DAVID B. HILL - AUTOGRAPH LETTER SIGNED 08/24/1874 - HFSID 3683
DAVID B. HILL The future New York Governor and Senator offers detailed political advice to a judicial candidate. Autograph Letter signed: "David B. Hill", 2 pages (integral), 7¾x10. Elmira, New York, 1874 August 24. On letterhead of his law office to
Sale Price $414.00
DAVID B. HILL
The future New York Governor and Senator offers detailed political advice to a judicial candidate.
Autograph Letter signed: "David B. Hill", 2 pages (integral), 7¾x10. Elmira, New York, 1874 August 24. On letterhead of his law office to "Hon. Theodore Miller", in full: "My absence from home has prevented an earlier reply to your letter. We are obliged to you for the information as to the General Term. Our papers have published the correction. In reference to the nomination for the Court of Appeals, I have this to say - I am doing all I can for you. I fear that Judge Grey is quietly working for Earl. I am so informed quite reliably. His position gives him some considerable influence, & more positively in reference to the selection of judges. Earl is the only candidate that you need fear.
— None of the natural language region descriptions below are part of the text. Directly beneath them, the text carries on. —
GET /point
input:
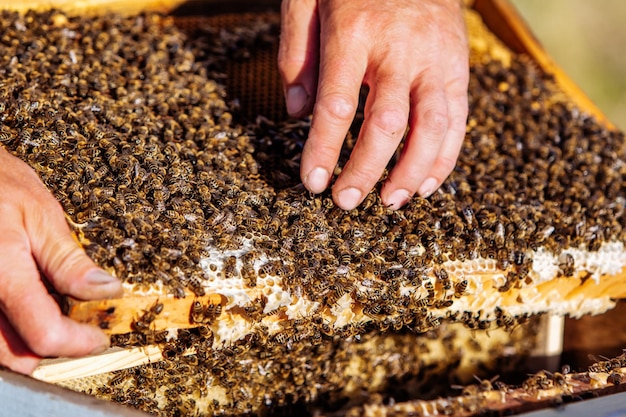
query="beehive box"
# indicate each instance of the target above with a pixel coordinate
(451, 267)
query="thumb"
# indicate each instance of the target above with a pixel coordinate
(298, 54)
(62, 261)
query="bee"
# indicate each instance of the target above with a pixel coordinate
(430, 288)
(443, 278)
(500, 235)
(503, 319)
(196, 315)
(567, 265)
(614, 378)
(460, 287)
(119, 378)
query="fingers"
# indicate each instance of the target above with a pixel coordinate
(429, 119)
(32, 312)
(437, 123)
(298, 54)
(61, 260)
(340, 78)
(386, 115)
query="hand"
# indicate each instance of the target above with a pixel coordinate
(414, 57)
(36, 241)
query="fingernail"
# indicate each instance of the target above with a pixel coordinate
(108, 284)
(296, 99)
(317, 180)
(398, 198)
(99, 277)
(102, 346)
(428, 187)
(349, 198)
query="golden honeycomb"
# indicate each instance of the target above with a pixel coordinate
(128, 122)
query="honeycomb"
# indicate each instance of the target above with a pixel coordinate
(128, 122)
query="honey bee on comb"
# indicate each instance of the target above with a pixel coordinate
(140, 144)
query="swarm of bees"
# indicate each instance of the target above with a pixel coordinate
(126, 123)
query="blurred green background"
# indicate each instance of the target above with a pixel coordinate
(588, 40)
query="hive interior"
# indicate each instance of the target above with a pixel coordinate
(127, 121)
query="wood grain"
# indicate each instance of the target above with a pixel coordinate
(116, 316)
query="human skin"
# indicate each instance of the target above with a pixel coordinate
(37, 245)
(413, 55)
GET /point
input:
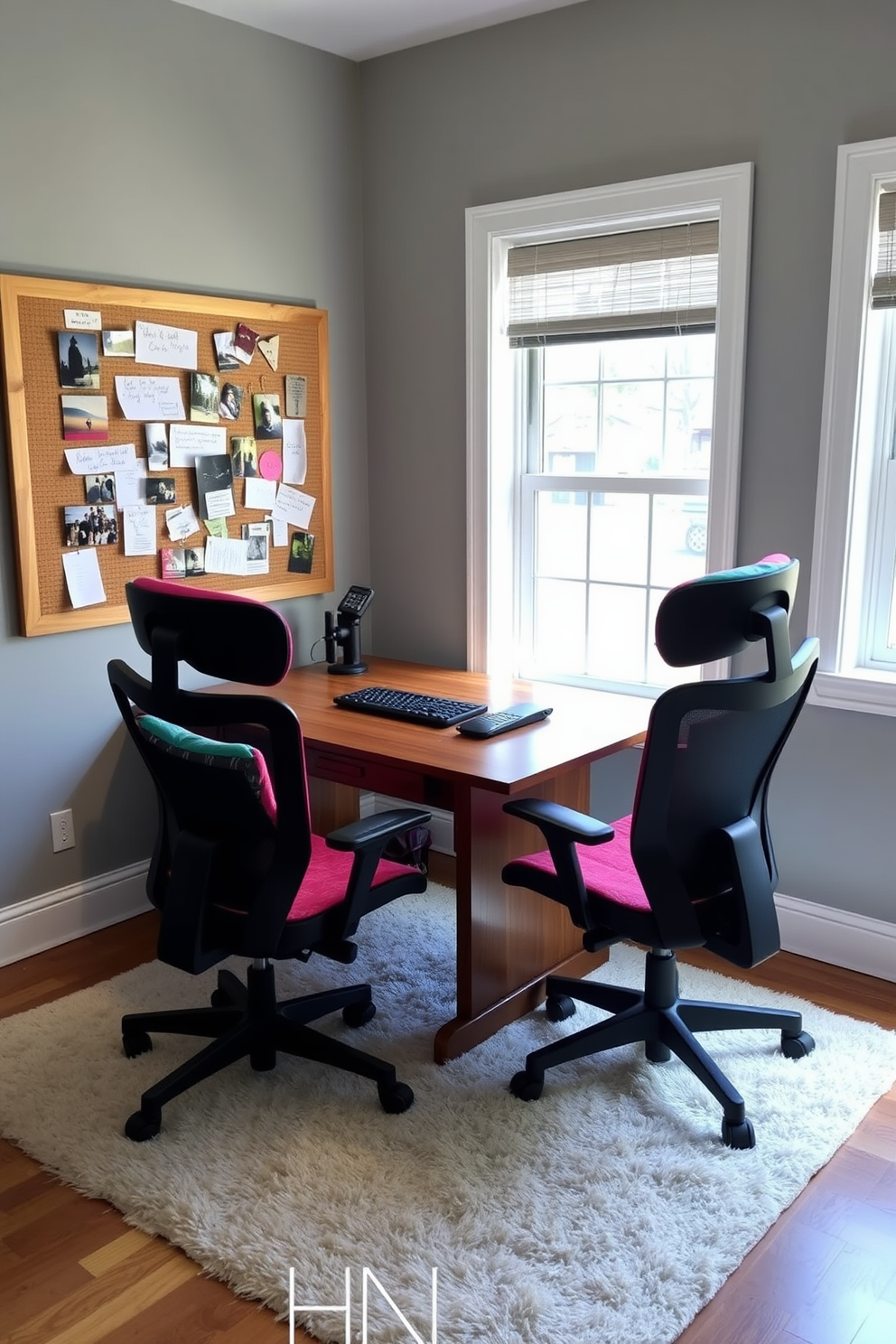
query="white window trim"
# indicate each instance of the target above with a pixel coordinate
(838, 683)
(490, 479)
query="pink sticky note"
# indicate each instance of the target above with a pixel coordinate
(270, 465)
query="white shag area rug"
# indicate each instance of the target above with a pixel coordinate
(606, 1211)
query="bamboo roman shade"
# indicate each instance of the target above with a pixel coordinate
(649, 280)
(882, 289)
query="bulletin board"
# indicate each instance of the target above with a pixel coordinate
(46, 421)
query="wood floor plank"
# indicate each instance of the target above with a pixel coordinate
(89, 1313)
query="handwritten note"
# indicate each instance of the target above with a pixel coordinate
(259, 493)
(293, 506)
(140, 530)
(226, 555)
(175, 347)
(131, 484)
(149, 398)
(91, 462)
(294, 452)
(83, 578)
(82, 320)
(182, 522)
(191, 441)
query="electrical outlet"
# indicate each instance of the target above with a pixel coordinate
(63, 831)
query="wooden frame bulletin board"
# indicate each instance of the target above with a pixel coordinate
(33, 317)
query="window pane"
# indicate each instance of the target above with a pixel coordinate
(631, 427)
(639, 357)
(678, 548)
(688, 425)
(617, 633)
(560, 537)
(620, 527)
(579, 362)
(559, 628)
(692, 355)
(570, 427)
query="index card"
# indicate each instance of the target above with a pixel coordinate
(93, 462)
(187, 443)
(293, 507)
(83, 578)
(182, 522)
(259, 493)
(131, 488)
(149, 398)
(82, 320)
(226, 555)
(140, 530)
(175, 347)
(294, 453)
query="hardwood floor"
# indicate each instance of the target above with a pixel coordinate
(71, 1272)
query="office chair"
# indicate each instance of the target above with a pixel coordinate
(694, 864)
(237, 868)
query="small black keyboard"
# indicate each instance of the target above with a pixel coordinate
(432, 710)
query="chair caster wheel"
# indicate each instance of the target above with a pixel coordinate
(559, 1007)
(359, 1013)
(797, 1047)
(395, 1097)
(135, 1043)
(140, 1128)
(526, 1087)
(738, 1136)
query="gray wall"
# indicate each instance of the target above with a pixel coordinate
(107, 110)
(598, 93)
(117, 94)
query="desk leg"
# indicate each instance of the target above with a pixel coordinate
(508, 938)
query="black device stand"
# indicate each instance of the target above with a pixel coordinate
(347, 638)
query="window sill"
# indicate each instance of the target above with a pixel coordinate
(872, 693)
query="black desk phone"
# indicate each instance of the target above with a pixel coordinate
(342, 630)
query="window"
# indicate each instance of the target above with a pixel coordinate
(854, 592)
(605, 358)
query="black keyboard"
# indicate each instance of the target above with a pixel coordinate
(432, 710)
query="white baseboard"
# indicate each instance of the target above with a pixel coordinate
(822, 933)
(31, 926)
(837, 937)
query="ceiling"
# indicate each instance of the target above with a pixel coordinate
(364, 28)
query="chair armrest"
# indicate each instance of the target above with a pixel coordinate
(565, 823)
(377, 829)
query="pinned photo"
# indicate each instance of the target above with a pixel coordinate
(203, 398)
(243, 454)
(85, 420)
(101, 490)
(79, 359)
(266, 415)
(88, 526)
(225, 352)
(183, 562)
(160, 490)
(301, 553)
(118, 344)
(231, 401)
(156, 448)
(245, 343)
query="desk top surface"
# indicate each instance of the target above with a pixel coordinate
(584, 724)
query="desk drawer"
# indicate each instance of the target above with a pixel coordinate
(342, 768)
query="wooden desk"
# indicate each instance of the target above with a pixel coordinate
(507, 938)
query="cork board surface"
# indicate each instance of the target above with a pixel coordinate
(33, 319)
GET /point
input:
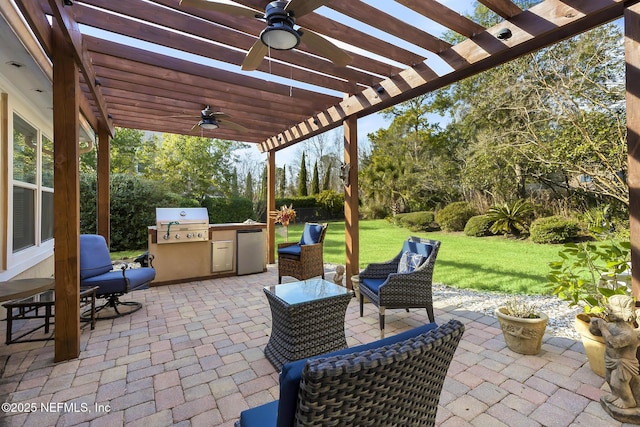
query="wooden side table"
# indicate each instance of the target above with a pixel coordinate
(40, 306)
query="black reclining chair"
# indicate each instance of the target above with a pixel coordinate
(96, 269)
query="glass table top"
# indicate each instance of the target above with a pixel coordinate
(306, 290)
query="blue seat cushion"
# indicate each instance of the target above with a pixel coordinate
(260, 416)
(292, 373)
(293, 250)
(373, 284)
(113, 282)
(94, 256)
(311, 234)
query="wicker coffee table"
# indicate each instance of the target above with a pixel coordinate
(307, 319)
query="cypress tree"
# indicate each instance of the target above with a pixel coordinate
(326, 182)
(315, 181)
(248, 189)
(303, 179)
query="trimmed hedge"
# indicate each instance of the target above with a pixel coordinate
(553, 229)
(133, 208)
(454, 216)
(417, 221)
(478, 226)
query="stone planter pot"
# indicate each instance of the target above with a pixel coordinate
(593, 345)
(521, 335)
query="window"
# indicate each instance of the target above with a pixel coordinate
(46, 220)
(32, 186)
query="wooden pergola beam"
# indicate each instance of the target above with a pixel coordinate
(73, 36)
(632, 75)
(66, 197)
(444, 16)
(166, 18)
(540, 26)
(37, 21)
(504, 8)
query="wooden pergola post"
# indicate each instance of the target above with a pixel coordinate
(351, 212)
(66, 198)
(103, 190)
(632, 56)
(271, 206)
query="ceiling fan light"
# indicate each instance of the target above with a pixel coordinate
(208, 123)
(280, 36)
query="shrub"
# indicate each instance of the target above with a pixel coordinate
(417, 221)
(554, 229)
(133, 208)
(510, 218)
(454, 216)
(332, 202)
(478, 226)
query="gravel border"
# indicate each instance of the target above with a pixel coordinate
(561, 316)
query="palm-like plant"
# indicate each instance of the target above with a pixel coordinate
(510, 218)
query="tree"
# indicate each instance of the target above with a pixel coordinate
(248, 186)
(124, 147)
(235, 192)
(194, 166)
(282, 181)
(315, 181)
(406, 162)
(326, 181)
(302, 178)
(544, 120)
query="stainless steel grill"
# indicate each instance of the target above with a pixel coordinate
(181, 225)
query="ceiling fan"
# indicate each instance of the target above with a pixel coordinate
(210, 120)
(279, 33)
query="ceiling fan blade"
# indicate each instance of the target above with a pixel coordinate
(254, 56)
(234, 126)
(215, 6)
(302, 7)
(324, 47)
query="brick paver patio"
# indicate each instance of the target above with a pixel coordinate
(193, 356)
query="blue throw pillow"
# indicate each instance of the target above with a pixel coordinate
(409, 262)
(311, 234)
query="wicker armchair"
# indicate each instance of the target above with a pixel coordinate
(396, 381)
(303, 260)
(386, 288)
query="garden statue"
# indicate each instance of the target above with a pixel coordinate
(622, 368)
(337, 278)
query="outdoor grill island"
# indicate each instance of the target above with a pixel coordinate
(187, 248)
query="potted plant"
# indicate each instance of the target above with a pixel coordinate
(285, 216)
(587, 274)
(522, 325)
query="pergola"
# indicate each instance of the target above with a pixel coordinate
(99, 74)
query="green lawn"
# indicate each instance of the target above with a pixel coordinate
(488, 263)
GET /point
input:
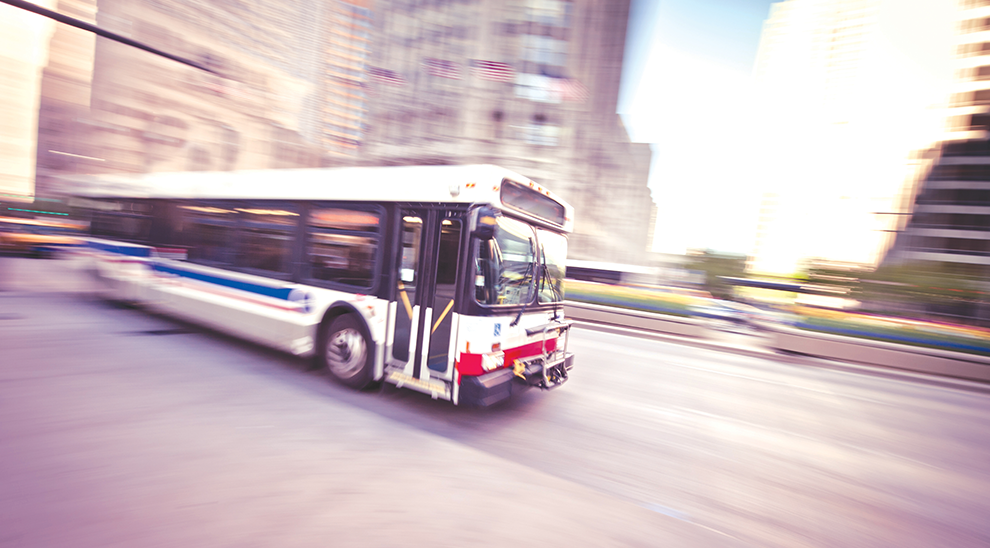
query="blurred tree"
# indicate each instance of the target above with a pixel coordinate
(932, 289)
(715, 266)
(922, 289)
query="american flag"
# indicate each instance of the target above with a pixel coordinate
(491, 70)
(385, 76)
(571, 90)
(442, 68)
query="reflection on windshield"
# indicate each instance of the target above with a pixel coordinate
(506, 264)
(553, 254)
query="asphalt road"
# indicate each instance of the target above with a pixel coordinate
(121, 428)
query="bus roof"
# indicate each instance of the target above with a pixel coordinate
(449, 184)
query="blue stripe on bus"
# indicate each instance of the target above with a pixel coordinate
(121, 249)
(258, 289)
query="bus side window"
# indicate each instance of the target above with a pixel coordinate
(342, 245)
(209, 233)
(266, 237)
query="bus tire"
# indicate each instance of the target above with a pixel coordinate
(346, 352)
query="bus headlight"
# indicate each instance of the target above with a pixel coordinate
(492, 361)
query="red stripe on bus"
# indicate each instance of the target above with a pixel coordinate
(470, 364)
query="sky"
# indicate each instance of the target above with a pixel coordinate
(687, 70)
(721, 148)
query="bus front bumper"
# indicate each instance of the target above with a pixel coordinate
(539, 372)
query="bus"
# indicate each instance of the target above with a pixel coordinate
(447, 280)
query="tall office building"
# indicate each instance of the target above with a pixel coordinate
(531, 85)
(950, 212)
(851, 89)
(107, 107)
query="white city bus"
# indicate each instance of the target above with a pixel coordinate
(442, 279)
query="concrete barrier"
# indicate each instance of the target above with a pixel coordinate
(661, 323)
(864, 351)
(783, 338)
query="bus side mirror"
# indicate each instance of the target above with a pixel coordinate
(483, 223)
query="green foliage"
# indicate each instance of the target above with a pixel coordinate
(717, 266)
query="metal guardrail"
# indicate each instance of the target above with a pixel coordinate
(782, 338)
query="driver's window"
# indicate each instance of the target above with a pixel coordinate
(506, 264)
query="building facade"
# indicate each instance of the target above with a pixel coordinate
(948, 217)
(848, 88)
(531, 85)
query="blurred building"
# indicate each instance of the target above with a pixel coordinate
(24, 47)
(107, 107)
(950, 212)
(531, 85)
(851, 88)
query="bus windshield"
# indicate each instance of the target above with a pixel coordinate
(553, 255)
(505, 265)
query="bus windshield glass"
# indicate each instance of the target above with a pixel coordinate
(505, 265)
(553, 255)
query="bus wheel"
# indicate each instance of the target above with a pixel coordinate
(346, 352)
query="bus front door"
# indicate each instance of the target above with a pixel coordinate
(426, 278)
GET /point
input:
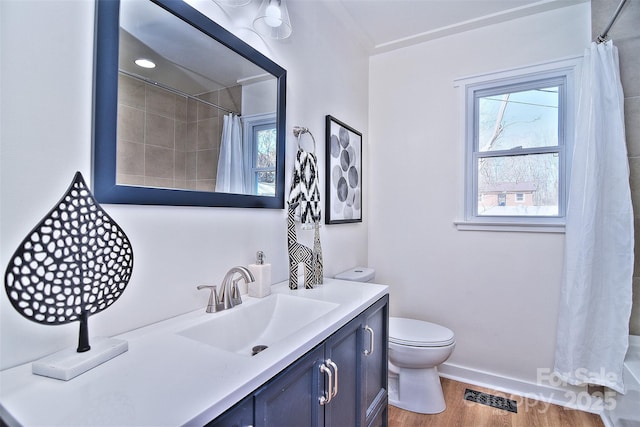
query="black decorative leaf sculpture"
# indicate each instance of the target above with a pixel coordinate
(75, 263)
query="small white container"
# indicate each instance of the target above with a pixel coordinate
(261, 286)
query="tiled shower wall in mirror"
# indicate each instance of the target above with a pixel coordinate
(167, 140)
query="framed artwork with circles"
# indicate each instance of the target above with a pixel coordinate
(343, 174)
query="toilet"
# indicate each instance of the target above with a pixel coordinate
(416, 348)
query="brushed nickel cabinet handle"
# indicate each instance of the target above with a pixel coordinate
(335, 377)
(326, 397)
(371, 341)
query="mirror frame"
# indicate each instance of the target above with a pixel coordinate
(105, 112)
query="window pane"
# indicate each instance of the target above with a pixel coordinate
(523, 119)
(518, 185)
(266, 148)
(266, 183)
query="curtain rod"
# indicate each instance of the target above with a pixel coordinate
(175, 91)
(603, 37)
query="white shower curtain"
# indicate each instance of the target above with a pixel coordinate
(230, 176)
(595, 304)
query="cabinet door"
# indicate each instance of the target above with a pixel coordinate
(292, 398)
(342, 348)
(374, 355)
(240, 415)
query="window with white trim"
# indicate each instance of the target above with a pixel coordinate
(260, 140)
(518, 134)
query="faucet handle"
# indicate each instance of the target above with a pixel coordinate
(235, 292)
(214, 303)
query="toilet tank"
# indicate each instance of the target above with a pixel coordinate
(357, 274)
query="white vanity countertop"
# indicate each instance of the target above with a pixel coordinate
(166, 379)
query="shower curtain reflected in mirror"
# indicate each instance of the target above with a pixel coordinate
(231, 168)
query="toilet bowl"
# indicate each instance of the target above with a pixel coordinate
(416, 348)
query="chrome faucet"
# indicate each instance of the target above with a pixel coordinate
(214, 303)
(229, 293)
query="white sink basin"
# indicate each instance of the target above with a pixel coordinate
(244, 327)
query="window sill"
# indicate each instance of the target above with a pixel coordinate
(509, 226)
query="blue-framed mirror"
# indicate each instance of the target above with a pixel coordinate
(205, 126)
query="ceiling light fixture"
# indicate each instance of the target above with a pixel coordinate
(145, 63)
(233, 3)
(272, 20)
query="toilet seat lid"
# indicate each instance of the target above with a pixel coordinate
(419, 333)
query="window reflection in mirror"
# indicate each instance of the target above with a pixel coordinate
(175, 128)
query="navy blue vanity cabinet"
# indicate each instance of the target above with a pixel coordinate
(305, 394)
(374, 355)
(291, 398)
(342, 356)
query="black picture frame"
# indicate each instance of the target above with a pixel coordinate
(343, 175)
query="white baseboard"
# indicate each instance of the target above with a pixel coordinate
(533, 395)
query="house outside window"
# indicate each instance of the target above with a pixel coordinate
(260, 140)
(518, 136)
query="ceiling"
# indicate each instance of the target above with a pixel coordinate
(384, 25)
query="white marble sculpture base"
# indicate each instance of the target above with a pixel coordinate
(68, 363)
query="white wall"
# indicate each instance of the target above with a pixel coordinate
(498, 291)
(46, 97)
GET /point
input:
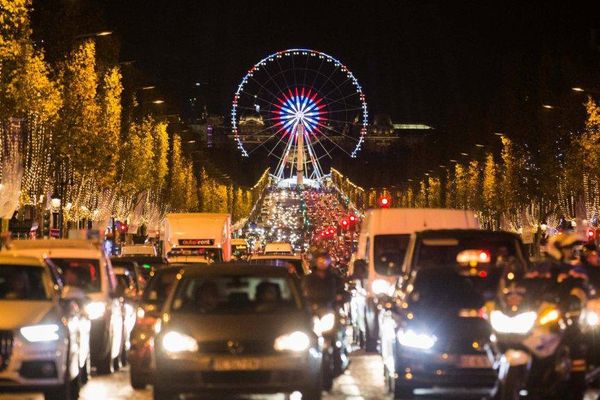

I had intended to be a delegate to the Convention myself, but have just learned that it is called for Sept. 16, & if so our circuit will prevent my attendance. I will however endeavor to have our delegate all right. I suggest that you write Mr. S. J. Arnot, who very probably be a delegate, asking his support. His address is Elmira. I have seen many prominent men in adjoining counties for you. It is quite important that Charley Walker & Sen. Magee support you. Are you sure that you have them? They should both be seen or written to. Let me know if you want anything done & I will aid. With my best wishes for your success, I remain Very Respectfully". Elected Lieutenant Governor of New York in 1882 with Grover Cleveland as Governor, Hill became Governor in 1885 when Cleveland became President, continuing in that office until 1892, when he went to the U.S. Senate as a Democrat, serving until 1897. At the 1892 Democratic National Convention, Hill finished second in the balloting for President behind Cleveland, who was re-nominated on the first ballot and elected. When he wrote this letter, Hill was already a rising political figure in New York, having served as Elmira's City Attorney and a member of the State Assembly. Creased and toned. Adhesive residue at edges and on verso. Lightly soiled. Otherwise, fine condition.